Now let’s ssh into our instance. I’ve created a directory called
~/deploy-ml-to-aws and moved my my-key.pem
file from ~/Downloads
to this directory. You can call your .pem file and your working directory
whatever you want. We can ssh into our instance using the command format:
ssh -i <file_name.pem> ubuntu@<IPv4_address>.com
Here, ubuntu means we are logging in with user-level permissions instead of
root level permissions.
Oh no! We got a Permission denied (publickey)
error while trying to ssh
into the instance. Time to use Google Search and Stackoverflow.
A quick Google Search of AWS pem file Permissions denied (publickey)
gets us the following article on Stackoverflow.
I modify the permissions of my-key.pem
to 600, which means that only the
user/owner of the computer can read and write this to this .pem file, but
not execute it. Groups and others cannot do anything to the .pem file.
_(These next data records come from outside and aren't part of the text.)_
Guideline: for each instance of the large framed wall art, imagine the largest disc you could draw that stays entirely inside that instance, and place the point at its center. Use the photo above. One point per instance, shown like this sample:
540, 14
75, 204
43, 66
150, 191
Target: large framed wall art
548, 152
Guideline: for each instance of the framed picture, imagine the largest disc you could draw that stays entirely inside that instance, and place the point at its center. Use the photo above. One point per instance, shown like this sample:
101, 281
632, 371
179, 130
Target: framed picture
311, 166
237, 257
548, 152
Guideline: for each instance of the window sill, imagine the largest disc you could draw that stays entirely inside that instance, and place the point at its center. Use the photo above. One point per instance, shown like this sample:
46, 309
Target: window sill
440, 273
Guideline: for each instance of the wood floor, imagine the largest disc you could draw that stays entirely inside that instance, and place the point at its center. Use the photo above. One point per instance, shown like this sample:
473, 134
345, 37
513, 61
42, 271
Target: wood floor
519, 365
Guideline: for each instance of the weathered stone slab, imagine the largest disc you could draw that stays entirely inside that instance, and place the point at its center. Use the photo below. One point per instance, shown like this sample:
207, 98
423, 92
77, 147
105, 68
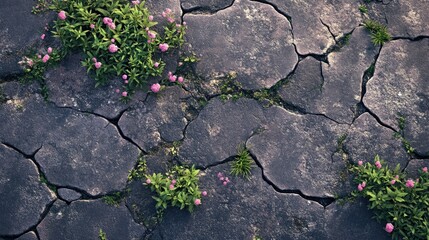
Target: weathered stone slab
23, 197
206, 5
87, 152
84, 219
403, 18
296, 151
68, 194
310, 17
161, 117
28, 236
367, 138
244, 209
219, 130
19, 30
400, 86
304, 88
243, 39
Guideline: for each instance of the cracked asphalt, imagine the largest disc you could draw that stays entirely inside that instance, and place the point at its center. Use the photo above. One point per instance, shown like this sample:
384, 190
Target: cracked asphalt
336, 99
For an explanation of the difference between sudo apt-get update
versus
sudo apt-get upgrade
, check out this article on Stackoverflow.
We run the two commands in the order below to get system-level software that
Ubuntu 18.04 needs.
sudo apt-get update
sudo apt-get upgrade
Once the EC2 instance running Ubuntu Server 18.04 LTS has finished
upgrading, we can check its Python version. Here, it has Python 3.6.9 as
the default Python. Note that if we were using Ubuntu 16.04 LTS, the
default python
would be version 2.7.12. I am writing this as of
June 2020. The default versions of Python may change in the future.
Once we have confirmed a default version Python 3.6 or later, we can exit.
This concludes the first tutorial on the series. We have successfully created
an EC2 instance with a Ubuntu Server 18.04 LTS image. Next time we will
create a Git repository and clone it to AWS.